Given that understanding that we have these things that are going to write some of the code for us, but it’s not entirely going to be trustworthy, it’s going to have that small rate of error, we have to look at what our jobs are going to look like in that new world when we’re using them a lot. The way I think about it is there’s going to be roughly two categories of jobs. One is making AI/ML more useful to others. Basically, these are the folks who are building features, building workflows that make use of large language models. This is going to involve actually understanding when large language models would be useful. It’s going to involve actually evaluating the model quality to see if it actually meets the use case.
Then, whenever there’s issues, there’s going to be some quality assurance work, maybe improving training data, maybe adding a fact-checking system on top. Then, because things always have to perform, even inference, there’ll be some work to optimize the model, make it perform better on the hardware. Then, of course, anything we do in software, we have to make sure the thing we build can survive the reality of production and real users.
On the other hand, there’s going to be folks that are using AI/ML to be more productive. Probably the other category is this one, too. It’s probably going to be you’re doing both if you’re doing that one. Most of us will end up being on this productive side. This means we still have the hardest part of engineering at all, which is figuring out what to build. Then describing it to something else so that we get what we wanted. Then, again, there’s all this problem around quality, maybe we want to refactor the code to make it more understandable, more maintainable. Obviously, we’re going to want to get user feedback. We might have to do some load or failure testing. Obviously make it perform. Then, again, we need to make sure the thing we built can survive the reality of production and real users.
The Ironies of (Partial) Automation
Since this isn’t an AI/ML talk, I’m going to spend most of my time talking about those folks that are just using AI/ML to be more productive. The way I think about those folks, myself included, is that our jobs are partially automated away. Partially. A piece of it. Not all of it. When work is partially automated away, this thing called the ironies of automation comes into play. This paper by Bainbridge, it’s a great paper. I recommend anyone read it, but particularly SREs, you must read this. What Bainbridge tells us is that when you automate some piece of work, the job that you leave behind for humans to do is actually harder.

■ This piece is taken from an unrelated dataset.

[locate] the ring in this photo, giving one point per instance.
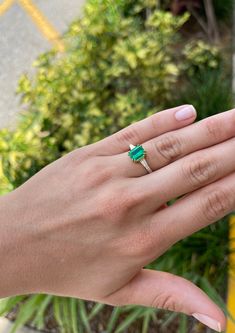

The first reason is because you give the automation the stuff that is easy, comparatively. You give it the stuff that can be described as rules, can be described as patterns, can be described as heuristics. Then humans keep all the work that is hard and requires judgment. The second reason is because when you automate something away, you still have to worry about what happens when the automation breaks. Humans have to come in and they have to fix things when it breaks.
Unfortunately, because they stopped doing that task that they used to do, they are less familiar with that work now over time. It becomes this black box to them. When they have to go fix something, they have to page in, what did that work used to look like? Additionally, this creates a class of work of monitoring the automation. We have to figure out whether or not the automation is going to break. We have to detect when it does. Since humans are bad at staring at things for 30 minutes or more, we tend to automate the monitoring through another system, which again is just more automation. The cycle continues. The irony is that when you automate part of the work, the original job gets harder.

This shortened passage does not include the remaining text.